Liberty Mutual Property Inspection, Winner's Interview: Qingchen Wang
Liberty Mutual Property Inspection, Winner's Interview: Qingchen Wang
The hugely popular Liberty Mutual Group: Property Inspection Prediction competition wrapped up on August 28, 2015 with Qingchen Wang at the top of a crowded leaderboard. A total of 2,362 players on 2,236 teams competed to predict how many hazards a property inspector would count during a home inspection.
This blog outlines Qinchen's approach, and how a relative newbie to Kaggle competitions learned from the community and ultimately took first place.
The Basics
What was your background prior to entering this challenge?
I did my bachelor’s in computer science. After working for a few months at EA Sports as a software engineer I felt the strong need to learn statistics and machine learning as the problems that interested me the most were about predicting things algorithmically. Since then I’ve earned master’s degrees in machine learning and business and I’ve just started a PhD in marketing analytics.
Qingchen's profile on Kaggle
How did you get started competing on Kaggle?
I had an applied machine learning course during my master’s at UCL and the course project was to compete on the Heritage Health Prize. Although at the time I didn’t really know what I was doing it was still a very enjoyable experience. I’ve competed briefly in other competitions since, but this was the first time I’ve been able to take part in a competition from start to finish and it turned out to have been quite a rewarding experience.
What made you decide to enter this competition?
I was in a period of unemployment so I decided to work on data science competitions full-time until I found something else to do. I actually wanted to do the Caterpillar competition at first but decided to give this one a quick go since the data didn’t require any preprocessing to start. My early submissions were not very good so I became determined to improve and ended up spending the whole time doing this.
What made this competition so rewarding was how much I learned.As more or less a Kaggle newbie, I spent the whole two months trying and learning new things. I hadn’t known about methods like gradient boosting trees or tricks like stacking/ blending and the variety of ways to handle categorical variables. At the same time, it was probably the intuition that I developed through previous education that set my model apart from some of the other competitors so I was able to validate my existing knowledge as well.

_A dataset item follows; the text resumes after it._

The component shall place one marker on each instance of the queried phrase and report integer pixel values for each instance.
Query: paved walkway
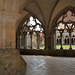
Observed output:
(47, 65)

Do you have any prior experience or domain knowledge that helped you succeed in this competition?
I have zero prior experience or domain knowledge for this competition. It’s interesting because during the middle of the competition I hit a wall and a number of the top-10 ranked competitors have worked in the insurance industry so I thought maybe they had some domain knowledge which gave them an advantage. It turned out to not be the case. As far as data science competitions go, I think this one was rather straightforward.
Histogram of all fields in the dataset with labels. Script by competition participant, Rajiv Shah
Let's Get Technical
What preprocessing and supervised learning methods did you use?
I used only XGBoost (tried others but none of them performed well enough to end up in my ensemble). The key to my result was that I also did binary transformation of hazards which turned the regression problem into a set of classification problems. I noticed that some other people also tried this method through the forum thread but it seems that they didn’t go far enough with the binary transformation as that was the best performing part of my ensemble.
I also played with different encodings of categorical variables and interactions, nothing sophisticated, just the standard tricks that many others have used.
Were you surprised by any of your findings?
I’m surprised by how poor our prediction accuracies were. This seemed like a problem that was well suited for data science algorithms and it was both disappointing and exciting to see such high prediction errors. I guess that’s the difference between real life and the toy examples in courses.
Which tools did you use?
I only used XGBoost. It’s really been a learning experience for me as I entered this competition having no idea what gradient boosted trees was. After throwing random forests at the problem and getting nowhere near the top of the leaderboard, I installed XGBoost and worked really hard on tuning its parameters.
XGBoost fans or those new to boosting, check out this great blog by Jeremy Kun on the math behind boosting and why it doesn't overfit
How did you spend your time on this competition?
Since the variables were anonymous there wasn’t much feature engineering to be done. Instead I treated feature engineering as just another parameter to tune and spent all of my time tuning parameters. My final solution was an ensemble of different specifications so there were a lot of parameters to tune.
What was the run time for both training and prediction of your winning solution?
The combination of training and prediction of my winning solution takes about 2 hours on my personal laptop (2.2ghz Intel i7 processor).
Words of Wisdom
What have you taken away from this competition?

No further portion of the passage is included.